Die christlichen Kirchen sehen sich zudem einem vielfältigen Markt unterschiedlichster Religionsanbieter gegenüber: Esoterikläden etwa finden sich mittlerweile in jeder deutschen Einkaufsmeile. Festgehalten werden muss auch: Der Anteil der Konfessionslosen in Deutschland und der Schweiz hat sich in den vergangenen vierzig Jahren fast verzehnfacht, was sich unter anderem in kontinuierlich sinkenden Tauf- und Konfirmationszahlen widerspiegelt.
Offenkundig ist auch, dass die Kirche an öffentlicher Bedeutung verloren hat. Dies lässt sich zum Beispiel in der Schweiz sehr deutlich beobachten: Politische Debatten, sei es zur Sterbehilfe, zur Asylpolitik oder zur Frage der Kernkraft werden ohne ausdrücklichen Bezug zu christlich-ethischen Werthaltungen geführt. Verschwiegen werden darf letztlich auch nicht: Es gibt (immer noch) viel Langweiliges und manche Biederkeit in der Alltagspraxis der Kirchen.
Doch wer die kirchliche Praxis näher unter die Lupe nimmt, entdeckt auch viel Gelingendes. Zum Beispiel neue, innovative Kirchenprojekte einzelner Gemeinden in Deutschland als Folge des von der Evangelischen Kirche angestossenen Reformprozesses «Kirche der Freiheit». Dabei reicht das Engagement von neuen Gottesdienstformen und kulturellen Angeboten bis hin zu diakonischem Handeln.

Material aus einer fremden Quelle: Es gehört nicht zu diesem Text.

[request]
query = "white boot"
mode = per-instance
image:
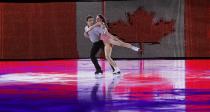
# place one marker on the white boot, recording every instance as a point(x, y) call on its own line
point(116, 70)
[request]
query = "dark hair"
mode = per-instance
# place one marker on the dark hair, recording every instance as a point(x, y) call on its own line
point(88, 17)
point(103, 19)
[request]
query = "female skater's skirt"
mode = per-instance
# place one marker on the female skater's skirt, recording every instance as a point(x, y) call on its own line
point(105, 38)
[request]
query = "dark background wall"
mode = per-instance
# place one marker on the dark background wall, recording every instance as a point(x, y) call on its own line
point(180, 28)
point(37, 30)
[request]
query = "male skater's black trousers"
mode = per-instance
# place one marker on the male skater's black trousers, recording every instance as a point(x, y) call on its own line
point(94, 50)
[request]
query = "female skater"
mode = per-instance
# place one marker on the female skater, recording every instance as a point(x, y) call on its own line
point(110, 40)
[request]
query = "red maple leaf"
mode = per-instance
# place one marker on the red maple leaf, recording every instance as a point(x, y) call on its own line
point(141, 27)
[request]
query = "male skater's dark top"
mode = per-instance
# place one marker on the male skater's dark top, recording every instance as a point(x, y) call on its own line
point(94, 34)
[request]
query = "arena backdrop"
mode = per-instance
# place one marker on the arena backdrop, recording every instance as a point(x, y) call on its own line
point(163, 28)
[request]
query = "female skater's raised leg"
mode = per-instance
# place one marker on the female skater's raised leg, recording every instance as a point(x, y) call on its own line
point(108, 51)
point(123, 44)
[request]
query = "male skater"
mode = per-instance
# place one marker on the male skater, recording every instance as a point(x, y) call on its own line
point(93, 33)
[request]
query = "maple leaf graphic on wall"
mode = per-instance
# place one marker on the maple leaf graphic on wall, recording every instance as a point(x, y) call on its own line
point(141, 27)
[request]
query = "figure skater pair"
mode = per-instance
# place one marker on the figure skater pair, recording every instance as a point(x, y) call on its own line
point(101, 38)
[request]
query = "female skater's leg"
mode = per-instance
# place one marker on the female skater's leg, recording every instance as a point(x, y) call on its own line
point(123, 44)
point(108, 51)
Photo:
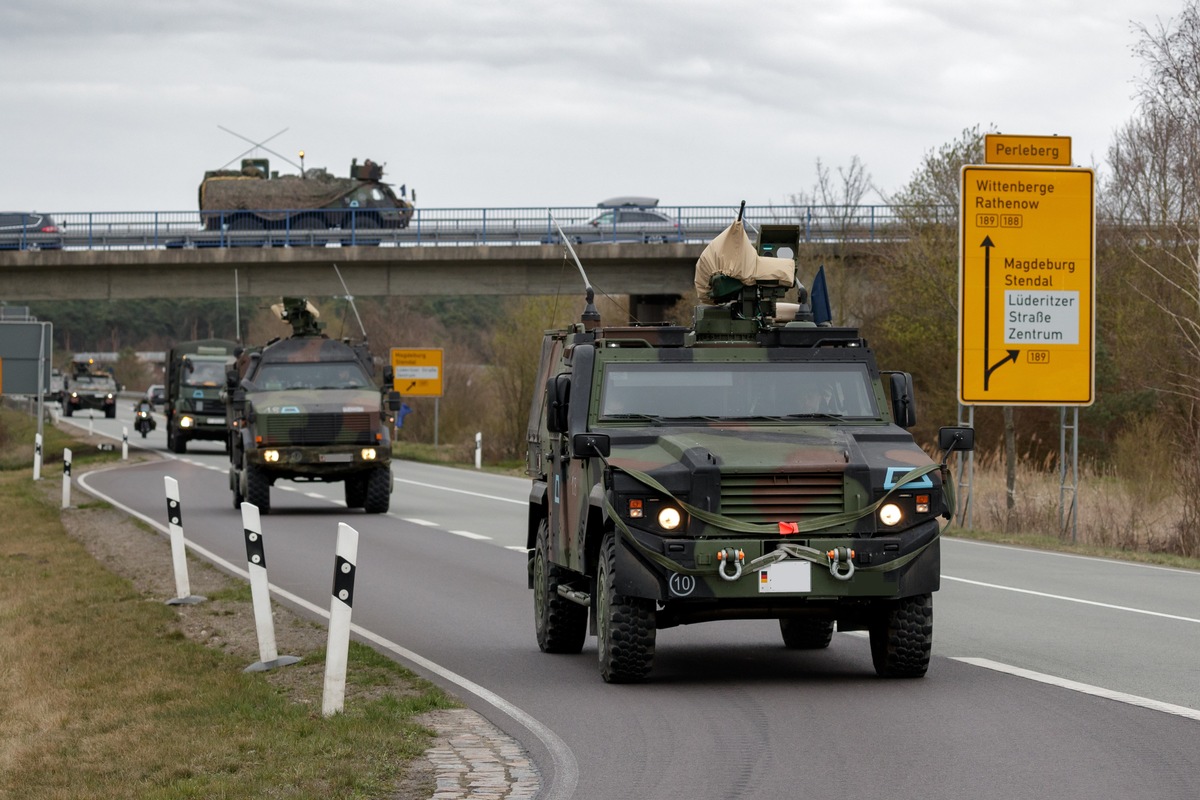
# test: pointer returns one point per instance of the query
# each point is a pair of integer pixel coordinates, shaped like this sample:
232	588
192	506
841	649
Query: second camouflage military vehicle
743	467
306	408
193	404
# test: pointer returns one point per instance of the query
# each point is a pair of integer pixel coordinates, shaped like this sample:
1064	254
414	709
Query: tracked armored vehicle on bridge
750	465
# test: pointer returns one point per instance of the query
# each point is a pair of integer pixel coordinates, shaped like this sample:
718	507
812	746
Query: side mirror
558	400
904	404
589	445
960	439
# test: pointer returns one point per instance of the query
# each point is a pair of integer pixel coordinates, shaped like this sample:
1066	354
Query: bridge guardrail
457	227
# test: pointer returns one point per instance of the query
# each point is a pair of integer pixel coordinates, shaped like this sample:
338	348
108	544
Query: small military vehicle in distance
255	198
87	386
306	408
750	465
196	379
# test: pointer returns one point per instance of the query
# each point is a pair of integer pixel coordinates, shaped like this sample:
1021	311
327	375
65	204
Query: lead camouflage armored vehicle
744	467
195	404
306	408
255	198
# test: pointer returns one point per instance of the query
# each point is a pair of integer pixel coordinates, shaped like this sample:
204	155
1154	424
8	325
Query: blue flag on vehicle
820	300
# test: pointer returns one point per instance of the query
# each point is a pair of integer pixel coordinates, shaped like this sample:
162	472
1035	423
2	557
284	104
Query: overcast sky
115	106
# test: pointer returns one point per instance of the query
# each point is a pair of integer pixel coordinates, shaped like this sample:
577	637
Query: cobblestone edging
477	761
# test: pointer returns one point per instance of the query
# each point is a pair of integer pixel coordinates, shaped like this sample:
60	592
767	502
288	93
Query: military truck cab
750	465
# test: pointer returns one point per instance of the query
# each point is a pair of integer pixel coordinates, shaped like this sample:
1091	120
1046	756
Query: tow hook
727	555
841	555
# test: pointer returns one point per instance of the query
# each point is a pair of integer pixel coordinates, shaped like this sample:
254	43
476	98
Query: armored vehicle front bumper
317	463
697	579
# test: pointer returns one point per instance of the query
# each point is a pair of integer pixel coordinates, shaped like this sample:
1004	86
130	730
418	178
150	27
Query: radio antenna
349	298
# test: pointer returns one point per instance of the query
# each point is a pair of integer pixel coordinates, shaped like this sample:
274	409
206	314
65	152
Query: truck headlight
891	515
669	518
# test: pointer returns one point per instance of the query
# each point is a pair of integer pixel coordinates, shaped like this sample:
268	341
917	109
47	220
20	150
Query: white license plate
786	576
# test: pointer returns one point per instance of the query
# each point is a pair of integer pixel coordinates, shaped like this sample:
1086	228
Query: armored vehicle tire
807	633
561	624
258	489
903	637
355	491
378	495
624	625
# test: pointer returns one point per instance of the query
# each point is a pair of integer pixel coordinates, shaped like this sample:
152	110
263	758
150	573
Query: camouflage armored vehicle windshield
750	465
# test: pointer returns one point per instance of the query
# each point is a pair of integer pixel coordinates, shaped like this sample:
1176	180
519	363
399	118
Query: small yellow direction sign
417	372
1050	150
1026	287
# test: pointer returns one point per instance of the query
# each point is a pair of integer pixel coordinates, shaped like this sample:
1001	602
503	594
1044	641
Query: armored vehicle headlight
891	515
669	518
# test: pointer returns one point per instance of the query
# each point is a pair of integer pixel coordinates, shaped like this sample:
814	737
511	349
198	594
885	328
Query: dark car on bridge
29	230
627	220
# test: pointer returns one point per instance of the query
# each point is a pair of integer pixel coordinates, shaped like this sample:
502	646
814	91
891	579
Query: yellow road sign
417	372
1043	150
1026	287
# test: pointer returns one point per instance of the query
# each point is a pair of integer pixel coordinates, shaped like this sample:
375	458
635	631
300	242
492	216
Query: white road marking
467	534
1085	689
1073	600
447	488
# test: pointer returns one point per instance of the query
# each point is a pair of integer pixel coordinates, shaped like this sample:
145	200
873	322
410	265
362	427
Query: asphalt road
1053	675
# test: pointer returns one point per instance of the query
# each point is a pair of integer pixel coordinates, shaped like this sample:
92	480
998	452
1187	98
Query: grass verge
106	697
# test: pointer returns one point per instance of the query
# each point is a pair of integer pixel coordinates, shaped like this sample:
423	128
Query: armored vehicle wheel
903	637
378	491
625	625
355	491
561	624
805	632
258	489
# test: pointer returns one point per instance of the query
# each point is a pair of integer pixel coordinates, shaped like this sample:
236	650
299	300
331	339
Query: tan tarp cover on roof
732	254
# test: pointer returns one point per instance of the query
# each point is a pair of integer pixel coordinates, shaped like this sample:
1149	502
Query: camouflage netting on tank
237	192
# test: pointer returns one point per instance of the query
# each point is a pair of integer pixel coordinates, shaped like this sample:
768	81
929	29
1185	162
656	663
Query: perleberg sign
417	372
1026	287
1049	150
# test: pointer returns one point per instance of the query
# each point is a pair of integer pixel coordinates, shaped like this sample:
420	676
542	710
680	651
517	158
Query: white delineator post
66	477
261	593
339	645
184	595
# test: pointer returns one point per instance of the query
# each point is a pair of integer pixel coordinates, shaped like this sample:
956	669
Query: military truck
749	465
88	386
196	379
255	198
306	408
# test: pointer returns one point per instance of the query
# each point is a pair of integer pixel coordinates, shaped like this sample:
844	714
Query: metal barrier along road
450	227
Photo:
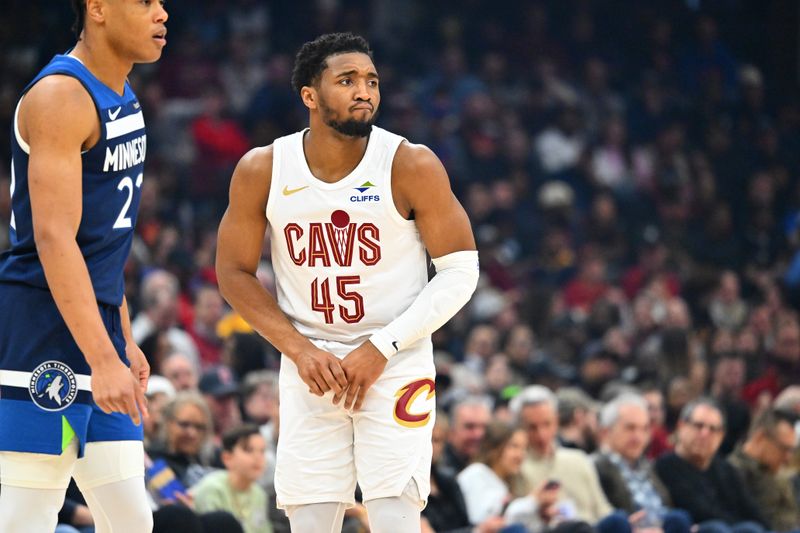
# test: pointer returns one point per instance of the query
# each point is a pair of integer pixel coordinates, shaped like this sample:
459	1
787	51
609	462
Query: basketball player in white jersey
351	210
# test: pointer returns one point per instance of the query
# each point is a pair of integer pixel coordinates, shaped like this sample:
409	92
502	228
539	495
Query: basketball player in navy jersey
351	211
72	380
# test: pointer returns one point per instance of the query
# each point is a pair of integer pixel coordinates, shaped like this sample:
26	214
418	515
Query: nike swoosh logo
288	192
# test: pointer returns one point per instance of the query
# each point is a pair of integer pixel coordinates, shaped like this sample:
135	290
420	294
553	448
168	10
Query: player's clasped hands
321	371
362	367
116	389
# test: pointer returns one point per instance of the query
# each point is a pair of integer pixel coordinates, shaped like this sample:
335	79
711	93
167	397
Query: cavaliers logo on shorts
53	386
406	396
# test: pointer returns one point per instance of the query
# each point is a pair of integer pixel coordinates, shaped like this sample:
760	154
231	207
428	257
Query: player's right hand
116	390
321	371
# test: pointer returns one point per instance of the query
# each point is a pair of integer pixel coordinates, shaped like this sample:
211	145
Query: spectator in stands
186	443
493	480
180	371
659	438
726	390
159	301
577	419
626	475
234	489
768	448
701	482
468	420
784	363
537	410
221	391
208	310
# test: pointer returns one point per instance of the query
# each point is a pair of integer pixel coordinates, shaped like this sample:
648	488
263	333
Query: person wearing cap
159	392
220	390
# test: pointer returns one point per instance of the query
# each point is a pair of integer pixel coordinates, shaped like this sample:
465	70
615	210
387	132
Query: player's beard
350	127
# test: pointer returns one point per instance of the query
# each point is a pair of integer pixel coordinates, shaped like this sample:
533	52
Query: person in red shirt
784	365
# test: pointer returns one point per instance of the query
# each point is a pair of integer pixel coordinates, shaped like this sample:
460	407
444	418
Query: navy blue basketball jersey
112	181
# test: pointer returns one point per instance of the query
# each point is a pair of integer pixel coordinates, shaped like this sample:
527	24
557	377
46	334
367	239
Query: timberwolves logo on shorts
53	386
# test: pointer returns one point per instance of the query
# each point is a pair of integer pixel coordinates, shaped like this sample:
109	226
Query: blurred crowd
631	170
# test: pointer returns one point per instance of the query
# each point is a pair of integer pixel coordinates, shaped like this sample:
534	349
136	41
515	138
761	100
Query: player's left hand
140	368
362	367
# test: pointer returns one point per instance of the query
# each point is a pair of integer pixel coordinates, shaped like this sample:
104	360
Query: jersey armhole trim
391	208
20	141
277	156
25	146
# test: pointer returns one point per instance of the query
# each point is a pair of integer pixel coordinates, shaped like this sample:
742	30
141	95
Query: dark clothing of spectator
716	493
452	462
773	493
446	510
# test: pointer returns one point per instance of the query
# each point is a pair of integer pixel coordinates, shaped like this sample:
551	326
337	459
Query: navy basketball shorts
45	381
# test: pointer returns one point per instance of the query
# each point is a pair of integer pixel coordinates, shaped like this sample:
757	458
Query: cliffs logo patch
53	386
364	187
366	193
406	396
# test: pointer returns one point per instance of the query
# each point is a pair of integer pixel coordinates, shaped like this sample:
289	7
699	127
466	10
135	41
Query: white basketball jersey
346	263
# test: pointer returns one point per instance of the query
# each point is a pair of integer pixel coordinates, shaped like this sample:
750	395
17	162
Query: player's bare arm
140	368
58	120
421	188
239	243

Ein weiteres Hoffnungszeichen ist die evangelische Jugendarbeit in Deutschland: Diese Form informeller religiöser Bildung erreicht jedes Jahr zehntausende junger Menschen. Darüber hinaus ist festzustellen, dass in den vergangenen zehn Jahren allein im deutschsprachigen Raum fast 150 neue Kinderbibeln erschienen sind – auch dies ein Zeichen, dass Eltern verstärkt nach Orientierung für ihre Kinder suchen. Zu verzeichnen ist daneben noch ein ganz neuer Schwung kirchlicher Kommunikation: Auf Twitter und Facebook findet Lebensbedeutsames in Echtzeit statt. In diesen neuen Medien steckt sicherlich noch viel ungenutztes Potenzial für neue Formen christlicher Gemeinschaft.
Es stellt sich also die Frage, wie sich gelingende Reformprojekte auch in anderen Kirchengemeinden implementieren lassen. In unserer universitären Feldforschung und Beratungstätigkeit stellen wir immer wieder fest, dass die Beharrungskräfte vor Ort oft grösser sind als die Energien zu einem Aufbruch.
Daher ermuntere ich die Verantwortlichen in den Gemeinden zu einer gehörigen Portion Mut, die eigenen Hoffnungspotenziale noch besser als bisher zu nutzen, aus der Prognose «kleiner, ärmer, älter» ein «erkennbarer, mutiger, jugendlicher» zu machen. Angesichts der vorhandenen Probleme in der Welt und der konkreten Nöte der Menschen hat die Gesellschaft geradezu ein Recht auf eine mutige Kirche.